Dear Editor,
I refer to a letter published in the October 29th edition of Stabroek News captioned ‘There are great prospects for sugar industry but success depends on quality of management and top personnel’ written by former President Mr. Donald Ramotar. I will not seek to analyze the contents of this letter from my friend Mr. Ramotar since as recently as April 2020, we had lunch together at the Marriott. I do however want to clarify one statement made by him which clearly refers to me. Where he wrote “One of the members of the (GuySuCo) board has made no secret about what he thinks of the future of the industry. He is of the view that GuySuCo should get out of cane and sugar production”.
As far back as 2015 I had presented a paper to the Commission of Inquiry into the sugar industry, saying that I believe that we are operating at a huge disadvantage in our sugar industry by manufacturing sugar [sucrose] instead of ethanol from our sugar cane. Brazil and Australia which are our main competitors in the international sugar market, are producing sugar at around 12 US cents a pound compared to our nearly 34 US cents a pound. This is due to basically two reasons: 1. They have managed, because they have far less rainfall than Guyana, to almost completely mechanize their industries when we have not and 2. Our high rainfall also makes our canes more vegetative and as a result it is taking nearly 100% more cane in Guyana to make one tonne of sugar compared to Brazil and Australia where they are taking seven or eight tonnes of cane to make one tonne of sugar while GuySuCo is taking [up to week ending 17th October 2020] 13.81 tonnes of cane to make one tonne of sugar!
And here is my math on the matter, in Guyana up to week ending 17th Oct 2020, we ground 918,900 tonnes of cane and made 66,559.9 tonnes of sugar; using 371 US dollars per tonne, which is our average price per tonne at this time, this sugar will earn Guyana 24.7 million US dollars.
Cane sugar is a disaccharide made up of glucose and fructose which exists due to a fragile bond between them which in our case is made worse by the fact that we are still burning our canes and therefore have to get it to the factory within 48 hours after burning or it reverts to the two monosaccharides glucose and fructose and can no longer make sucrose. However, information from international sources tells us that the sugar cane biomass when fermented for 24 hours will produce 22 gallons of ethanol per tonne of sugar cane. To make the 66,559.9 tonnes of sugar we have made so far in 2020, we ground 918,900 tonnes of sugar cane, if the conversion is 22 gallons per tonne of cane [and I have seen nothing which contradicts this] then we would have earned from this amount of cane, 20.215 million gallons of ethanol which is sold in Brazil as fuel for 3 US$ per gallon i.e. we would have earned US$60.65 million. And not US$24.7m total from sugar.
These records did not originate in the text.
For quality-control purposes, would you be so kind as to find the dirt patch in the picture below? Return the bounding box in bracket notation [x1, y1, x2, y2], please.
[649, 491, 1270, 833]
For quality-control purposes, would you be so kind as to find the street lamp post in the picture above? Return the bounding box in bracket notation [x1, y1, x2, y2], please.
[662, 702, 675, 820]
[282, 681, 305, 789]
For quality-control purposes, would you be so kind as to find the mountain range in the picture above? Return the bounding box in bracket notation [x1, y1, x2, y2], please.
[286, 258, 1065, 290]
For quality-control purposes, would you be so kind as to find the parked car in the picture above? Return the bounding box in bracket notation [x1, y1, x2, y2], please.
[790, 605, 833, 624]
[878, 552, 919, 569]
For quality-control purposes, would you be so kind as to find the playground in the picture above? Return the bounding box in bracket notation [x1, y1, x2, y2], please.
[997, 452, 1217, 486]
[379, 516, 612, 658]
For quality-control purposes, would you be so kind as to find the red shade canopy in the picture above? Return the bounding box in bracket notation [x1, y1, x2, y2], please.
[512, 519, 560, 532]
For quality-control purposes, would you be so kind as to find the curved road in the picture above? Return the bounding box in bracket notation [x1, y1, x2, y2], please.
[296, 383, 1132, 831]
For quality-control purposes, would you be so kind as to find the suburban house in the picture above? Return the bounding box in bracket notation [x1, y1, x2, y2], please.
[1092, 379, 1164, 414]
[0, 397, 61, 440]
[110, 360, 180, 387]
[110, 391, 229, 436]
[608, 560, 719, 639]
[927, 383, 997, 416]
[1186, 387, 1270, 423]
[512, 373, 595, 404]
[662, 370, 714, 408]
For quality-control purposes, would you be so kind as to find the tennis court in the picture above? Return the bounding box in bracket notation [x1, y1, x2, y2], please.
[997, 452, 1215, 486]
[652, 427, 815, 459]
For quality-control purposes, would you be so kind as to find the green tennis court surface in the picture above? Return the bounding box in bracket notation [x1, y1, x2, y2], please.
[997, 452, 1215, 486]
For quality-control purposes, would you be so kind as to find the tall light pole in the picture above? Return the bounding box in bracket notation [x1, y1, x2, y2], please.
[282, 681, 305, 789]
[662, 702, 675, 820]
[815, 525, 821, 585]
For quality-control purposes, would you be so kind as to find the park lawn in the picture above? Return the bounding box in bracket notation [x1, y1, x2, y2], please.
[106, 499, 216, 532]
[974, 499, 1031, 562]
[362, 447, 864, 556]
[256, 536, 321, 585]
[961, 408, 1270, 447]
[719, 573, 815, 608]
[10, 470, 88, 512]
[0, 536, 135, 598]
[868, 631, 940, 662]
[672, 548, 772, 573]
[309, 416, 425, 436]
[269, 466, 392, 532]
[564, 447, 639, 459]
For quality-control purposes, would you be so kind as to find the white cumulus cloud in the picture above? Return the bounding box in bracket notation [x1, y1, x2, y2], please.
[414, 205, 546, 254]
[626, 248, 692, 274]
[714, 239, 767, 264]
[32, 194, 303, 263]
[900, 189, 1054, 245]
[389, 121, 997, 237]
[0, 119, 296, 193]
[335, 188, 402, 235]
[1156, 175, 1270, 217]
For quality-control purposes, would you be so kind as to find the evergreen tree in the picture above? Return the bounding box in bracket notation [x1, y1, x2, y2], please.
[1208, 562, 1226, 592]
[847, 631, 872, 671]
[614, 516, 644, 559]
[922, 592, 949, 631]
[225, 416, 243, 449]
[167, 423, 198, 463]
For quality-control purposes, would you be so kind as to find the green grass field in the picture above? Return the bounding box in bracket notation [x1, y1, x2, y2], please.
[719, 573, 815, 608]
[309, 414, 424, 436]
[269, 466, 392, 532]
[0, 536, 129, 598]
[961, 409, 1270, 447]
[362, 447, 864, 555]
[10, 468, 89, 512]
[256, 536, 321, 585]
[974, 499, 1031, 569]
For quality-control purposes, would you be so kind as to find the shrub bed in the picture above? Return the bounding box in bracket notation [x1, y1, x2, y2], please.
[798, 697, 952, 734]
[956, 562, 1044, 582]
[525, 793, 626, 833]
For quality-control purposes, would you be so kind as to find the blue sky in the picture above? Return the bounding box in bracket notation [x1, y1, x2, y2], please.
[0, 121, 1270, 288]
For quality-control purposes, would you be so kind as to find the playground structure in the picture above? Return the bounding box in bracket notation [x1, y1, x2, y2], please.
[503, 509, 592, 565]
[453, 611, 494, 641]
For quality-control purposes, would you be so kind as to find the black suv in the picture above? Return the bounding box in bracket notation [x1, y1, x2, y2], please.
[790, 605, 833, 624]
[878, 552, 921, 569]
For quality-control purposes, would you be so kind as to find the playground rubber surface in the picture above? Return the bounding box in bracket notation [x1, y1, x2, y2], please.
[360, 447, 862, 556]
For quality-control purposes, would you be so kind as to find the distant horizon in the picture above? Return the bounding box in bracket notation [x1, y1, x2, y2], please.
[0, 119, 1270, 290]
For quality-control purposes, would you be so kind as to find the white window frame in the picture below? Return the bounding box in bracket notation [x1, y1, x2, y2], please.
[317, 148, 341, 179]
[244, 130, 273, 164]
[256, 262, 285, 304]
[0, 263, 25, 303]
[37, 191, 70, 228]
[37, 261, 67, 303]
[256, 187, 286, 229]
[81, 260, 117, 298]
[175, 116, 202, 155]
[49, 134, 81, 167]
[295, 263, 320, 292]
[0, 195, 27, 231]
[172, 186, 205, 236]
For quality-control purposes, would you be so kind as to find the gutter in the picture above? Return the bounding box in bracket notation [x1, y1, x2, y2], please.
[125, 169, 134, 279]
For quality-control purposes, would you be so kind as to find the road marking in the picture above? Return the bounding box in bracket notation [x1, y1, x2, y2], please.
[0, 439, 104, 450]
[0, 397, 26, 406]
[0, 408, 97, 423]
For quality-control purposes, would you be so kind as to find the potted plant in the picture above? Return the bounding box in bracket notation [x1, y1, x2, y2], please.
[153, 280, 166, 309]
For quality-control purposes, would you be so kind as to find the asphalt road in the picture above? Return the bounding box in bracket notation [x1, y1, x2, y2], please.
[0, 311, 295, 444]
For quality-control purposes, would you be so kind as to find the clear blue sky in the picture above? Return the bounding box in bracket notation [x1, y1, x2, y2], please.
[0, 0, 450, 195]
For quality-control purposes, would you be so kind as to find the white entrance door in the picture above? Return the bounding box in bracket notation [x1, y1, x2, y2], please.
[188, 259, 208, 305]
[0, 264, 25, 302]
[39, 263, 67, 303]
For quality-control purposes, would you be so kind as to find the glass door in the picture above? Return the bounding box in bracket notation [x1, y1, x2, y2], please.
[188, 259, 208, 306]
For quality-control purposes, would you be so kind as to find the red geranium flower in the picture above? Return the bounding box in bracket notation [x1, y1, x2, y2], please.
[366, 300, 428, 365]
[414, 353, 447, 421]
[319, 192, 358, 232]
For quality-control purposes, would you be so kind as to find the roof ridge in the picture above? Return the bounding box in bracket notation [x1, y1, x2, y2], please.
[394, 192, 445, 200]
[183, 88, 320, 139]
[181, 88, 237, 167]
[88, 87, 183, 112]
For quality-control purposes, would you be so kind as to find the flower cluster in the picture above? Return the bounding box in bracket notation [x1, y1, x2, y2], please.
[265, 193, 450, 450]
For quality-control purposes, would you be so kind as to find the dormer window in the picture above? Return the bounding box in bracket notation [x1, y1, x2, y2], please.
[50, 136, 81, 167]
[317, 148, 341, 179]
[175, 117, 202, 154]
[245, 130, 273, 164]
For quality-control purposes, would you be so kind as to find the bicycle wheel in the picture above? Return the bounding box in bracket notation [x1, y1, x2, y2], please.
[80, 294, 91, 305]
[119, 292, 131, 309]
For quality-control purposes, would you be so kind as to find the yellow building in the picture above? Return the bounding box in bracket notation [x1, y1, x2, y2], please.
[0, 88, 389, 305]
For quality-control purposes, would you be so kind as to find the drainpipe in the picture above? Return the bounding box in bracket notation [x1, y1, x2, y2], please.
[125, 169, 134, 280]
You don’t have to be much of a mathematician to see what the difference is. In addition the Brazilian experience tells us that to manufacture alcohol directly from the sugar cane biomass, requires much less power than manufacturing sugar from it. If our factories will be using much less power, then other options for the use of bagasse materialize.
Editor there is also a letter in the same issue on the same day saying that we should not explore aquaculture in Guyana since sugar is so special. In 2019, the sugar industry worldwide, was producing a total of 180 million tonnes at 12.8 cents a pound i.e. it is now a US$72 billion dollar a year industry. At the same time farmed seafood in 2018 earned 236.6 billion US dollars. The aquaculture industry is now nearly four times bigger and much more lucrative than the sugar industry worldwide. And its income per acre will be 10-50 times greater per hectare per annum than growing sugar cane. For Guyana that pond-like layout our ancestors left us with, makes it mandatory that we try to explore aquaculture as a diversification option. Especially since the sugar industry in Guyana is 47,000 hectares, we cannot possibly use 47,000 hectares to grow fish and shrimp, we would need 188,000 workers, 4 employees per hectare.
Finally Editor, I no longer use sucrose sugar since there is a growing scientific lobby for fructose which comprise 50% of the sucrose or cane sugar to be labelled a toxic substance, since the human metabolism appears to have no pathway to digest it, and it is simply stored in the liver as fat. “The scientific data on fructose says it is one of the most egregious components of the western diet, directly contributing to heart disease and diabetes, and associated with cancer and dementia. Nature magazine has just published a scathing indictment of fructose by Dr Lewis Cantley, one of the US’s leading cancer researchers.” It is therefore possible that this matter of insisting on manufacturing sugar will be taken out of our hands completely, in time. As a product, ethanol for alcohol beverage manufacturing, pharmaceutical uses and as a renewable fuel makes it a far more attractive product to market.